What "business-aware retrieval" means

Agents in real business use cases must be able to retrieve information that is current, structured, compliant with business rules, and ranked according to real priorities. In other words, they must be capable of “business-aware retrieval”. 

Traditional retrieval pipelines like vanilla RAG rely mainly on vector search, which doesn’t understand business rules like compliance status, inventory, pricing, availability, permissions, or priorities.
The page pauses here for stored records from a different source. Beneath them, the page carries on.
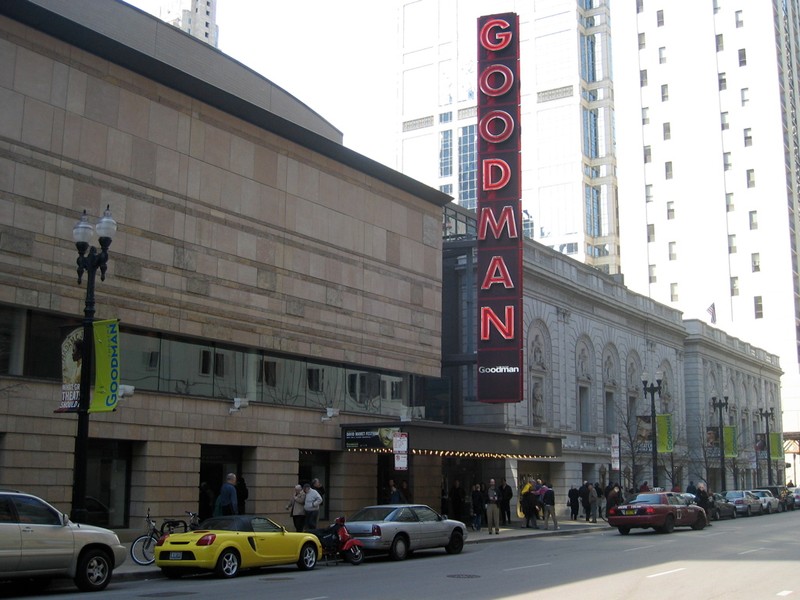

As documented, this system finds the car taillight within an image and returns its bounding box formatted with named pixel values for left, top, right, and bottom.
left=197, top=533, right=217, bottom=546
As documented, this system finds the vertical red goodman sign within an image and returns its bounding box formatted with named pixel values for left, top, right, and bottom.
left=478, top=13, right=523, bottom=402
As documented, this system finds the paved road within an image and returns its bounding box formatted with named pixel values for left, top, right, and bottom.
left=7, top=512, right=800, bottom=600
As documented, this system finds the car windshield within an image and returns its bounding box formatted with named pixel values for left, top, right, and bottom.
left=348, top=506, right=397, bottom=521
left=629, top=494, right=663, bottom=504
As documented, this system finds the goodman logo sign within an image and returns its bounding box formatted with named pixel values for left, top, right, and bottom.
left=477, top=13, right=523, bottom=403
left=478, top=365, right=519, bottom=373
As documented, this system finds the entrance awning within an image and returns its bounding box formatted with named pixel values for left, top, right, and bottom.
left=341, top=421, right=562, bottom=460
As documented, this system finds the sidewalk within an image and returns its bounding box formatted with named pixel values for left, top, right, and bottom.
left=113, top=519, right=608, bottom=581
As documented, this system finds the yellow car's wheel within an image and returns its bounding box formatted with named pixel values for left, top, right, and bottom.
left=297, top=544, right=317, bottom=571
left=214, top=548, right=241, bottom=579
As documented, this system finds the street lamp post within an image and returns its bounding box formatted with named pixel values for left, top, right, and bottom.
left=711, top=396, right=728, bottom=492
left=71, top=206, right=117, bottom=523
left=756, top=408, right=775, bottom=485
left=642, top=371, right=661, bottom=488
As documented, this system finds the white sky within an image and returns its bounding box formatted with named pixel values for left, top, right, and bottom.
left=126, top=0, right=397, bottom=167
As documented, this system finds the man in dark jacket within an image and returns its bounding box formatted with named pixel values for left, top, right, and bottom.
left=500, top=479, right=514, bottom=525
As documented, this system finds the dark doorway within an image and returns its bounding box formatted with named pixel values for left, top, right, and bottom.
left=197, top=445, right=242, bottom=520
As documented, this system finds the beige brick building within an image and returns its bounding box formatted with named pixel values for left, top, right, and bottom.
left=0, top=0, right=449, bottom=527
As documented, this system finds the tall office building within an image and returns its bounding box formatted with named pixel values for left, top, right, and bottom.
left=131, top=0, right=219, bottom=48
left=398, top=0, right=620, bottom=274
left=612, top=0, right=800, bottom=431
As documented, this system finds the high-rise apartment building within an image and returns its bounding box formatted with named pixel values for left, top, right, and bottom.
left=612, top=0, right=800, bottom=431
left=138, top=0, right=219, bottom=48
left=398, top=0, right=620, bottom=274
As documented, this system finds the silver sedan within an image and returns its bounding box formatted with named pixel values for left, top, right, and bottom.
left=347, top=504, right=467, bottom=560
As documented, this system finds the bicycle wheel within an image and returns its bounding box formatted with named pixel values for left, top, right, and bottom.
left=131, top=533, right=158, bottom=565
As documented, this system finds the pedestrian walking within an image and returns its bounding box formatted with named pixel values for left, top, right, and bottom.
left=486, top=479, right=500, bottom=534
left=286, top=483, right=306, bottom=532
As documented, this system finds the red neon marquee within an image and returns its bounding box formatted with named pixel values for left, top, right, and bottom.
left=478, top=13, right=524, bottom=402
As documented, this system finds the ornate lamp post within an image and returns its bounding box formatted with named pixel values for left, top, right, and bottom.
left=642, top=371, right=661, bottom=488
left=756, top=408, right=775, bottom=485
left=711, top=396, right=728, bottom=492
left=71, top=206, right=117, bottom=523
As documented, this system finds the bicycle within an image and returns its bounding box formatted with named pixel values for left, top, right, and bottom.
left=131, top=508, right=200, bottom=566
left=131, top=508, right=161, bottom=566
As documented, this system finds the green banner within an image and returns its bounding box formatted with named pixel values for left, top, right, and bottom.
left=656, top=415, right=673, bottom=454
left=89, top=319, right=120, bottom=413
left=769, top=431, right=783, bottom=460
left=722, top=425, right=739, bottom=458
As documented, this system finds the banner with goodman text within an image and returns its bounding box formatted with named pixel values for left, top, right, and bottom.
left=769, top=431, right=783, bottom=460
left=89, top=319, right=120, bottom=413
left=656, top=415, right=674, bottom=454
left=722, top=425, right=739, bottom=458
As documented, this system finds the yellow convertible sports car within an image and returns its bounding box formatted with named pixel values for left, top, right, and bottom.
left=156, top=515, right=322, bottom=579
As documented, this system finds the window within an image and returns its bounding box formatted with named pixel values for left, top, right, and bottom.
left=306, top=369, right=324, bottom=392
left=439, top=129, right=453, bottom=177
left=753, top=296, right=764, bottom=319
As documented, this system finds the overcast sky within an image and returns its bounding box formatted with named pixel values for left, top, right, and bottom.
left=126, top=0, right=397, bottom=167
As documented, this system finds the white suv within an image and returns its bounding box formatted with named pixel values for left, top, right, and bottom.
left=0, top=490, right=127, bottom=592
left=750, top=490, right=781, bottom=514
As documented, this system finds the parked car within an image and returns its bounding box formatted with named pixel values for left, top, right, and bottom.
left=711, top=494, right=736, bottom=521
left=0, top=490, right=127, bottom=592
left=725, top=490, right=764, bottom=517
left=155, top=515, right=322, bottom=579
left=608, top=492, right=707, bottom=535
left=347, top=504, right=467, bottom=560
left=758, top=485, right=794, bottom=512
left=750, top=489, right=781, bottom=515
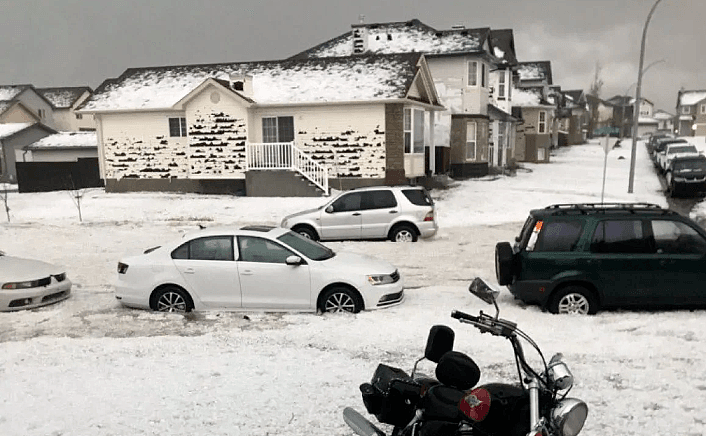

For example, a vector-only retrieval system might recommend a product that matches the description perfectly, but is out of stock or not a product the merchandising team wants to promote. Or it might surface a policy document that is semantically related to a question an employee asks, but the document is outdated, unapproved, or restricted to a different team

So while the result is technically relevant, it’s not actually relevant operationally. Therefore, we would say that the  retrieval isn’t business-aware. With business-aware retrieval, relevance has to be defined by both meaning and business constraints, like:

• What data is allowed to be shown (permissions, compliance, region)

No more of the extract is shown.